Skip to content

Latest commit

 

History

History

generator

Generator

For information about the CLI see the usage information printed by the program itself.

General architecture

This application serves a data generator for benchmarking. It is inspired by the data generator written by Jeyhun Karimov, which is hosted on Github.

The aim of this generator is to influence the engines under test as little as possible, i.e. there should be no ocassions where the engine has to wait for the generator to produce new data. On the other side, we want to measure a correct event time latency and therefore can not pre-generate the whole tuple.

The referenced generator uses a producer/consumer model. When the (hypothetical) real world event happens, a producer thread generates sample data and appends the current timestamp. The consumer thread gets these tuples and keeps them ready for the engine to pull them. This way event time latencies are going to pile up, if the producer outputs new tuples faster than the engine pulls them.

This implementation uses a third step, since generating data on the fly in the producer sometimes was not fast enough to saturate the engines. Thatswhy, before transmitting even the first tuple, all data is pre-generated and stored in RAM. Only the event times are added later. Now, if the producer wants to produce a new tuple, it gets the next one from the buffer, appends the event time and hands it to the consumer. With this approach we where able to oberserve backpressure for all engines.

The following image summarizes this approach.

Data generator

Distributing the generator

The distribution of the generator is rather simple: There is no communication via network required. Each node/instance of the distributed engines has its own generator producing the same load. This makes implementation easy, but can have the side effect, that, for an arbitrary reason, on node is significantly faster than the others and as a result finishes early. Since most engines throw an exception, when there is no more data coming in, the experiment could end early. The other way round we could also miss on observing an significantly slower node.

These trade-offs are usually acceptable, since we are interested in the overall throughput and latency. A string engine is supposed to run for rather long time, a pipeline end is not a common practical use case.

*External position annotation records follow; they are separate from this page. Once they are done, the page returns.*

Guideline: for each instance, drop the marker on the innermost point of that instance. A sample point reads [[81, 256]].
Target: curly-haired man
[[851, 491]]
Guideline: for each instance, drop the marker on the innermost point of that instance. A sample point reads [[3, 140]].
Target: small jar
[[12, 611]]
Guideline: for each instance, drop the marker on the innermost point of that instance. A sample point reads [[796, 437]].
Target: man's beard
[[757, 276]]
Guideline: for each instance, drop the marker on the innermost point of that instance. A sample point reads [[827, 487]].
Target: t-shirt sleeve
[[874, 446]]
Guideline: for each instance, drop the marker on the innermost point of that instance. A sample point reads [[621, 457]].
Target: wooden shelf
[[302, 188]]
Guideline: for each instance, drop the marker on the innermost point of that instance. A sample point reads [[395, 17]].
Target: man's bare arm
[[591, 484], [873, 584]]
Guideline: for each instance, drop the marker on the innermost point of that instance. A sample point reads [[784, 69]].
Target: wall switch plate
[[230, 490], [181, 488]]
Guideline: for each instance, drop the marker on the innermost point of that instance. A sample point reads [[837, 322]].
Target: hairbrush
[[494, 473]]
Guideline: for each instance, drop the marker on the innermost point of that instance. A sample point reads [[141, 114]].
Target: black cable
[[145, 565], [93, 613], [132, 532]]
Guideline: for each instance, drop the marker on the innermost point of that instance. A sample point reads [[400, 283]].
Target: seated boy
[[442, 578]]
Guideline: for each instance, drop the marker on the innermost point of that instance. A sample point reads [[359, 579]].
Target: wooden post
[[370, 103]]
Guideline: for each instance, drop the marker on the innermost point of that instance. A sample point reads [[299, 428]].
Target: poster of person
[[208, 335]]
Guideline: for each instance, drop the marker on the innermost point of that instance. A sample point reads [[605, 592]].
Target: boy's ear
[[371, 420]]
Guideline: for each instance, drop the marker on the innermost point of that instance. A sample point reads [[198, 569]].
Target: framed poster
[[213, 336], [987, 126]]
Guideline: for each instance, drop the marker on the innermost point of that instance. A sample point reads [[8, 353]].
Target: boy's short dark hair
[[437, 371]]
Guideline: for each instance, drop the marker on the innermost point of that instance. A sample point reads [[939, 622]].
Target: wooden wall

The benchmark is not influenced by this, since the throughput is measured independently from the generator.

engineTest.cpp

This file is a ''fork'' of an earlier version of the generator used by the engine test. It does not work for distributed engines.

clientMock.cpp

This programm mocks a client for the generator. It simply receives all data the generator offers and prints some statistics. It is required to start one client mock for every stream offered by the generator.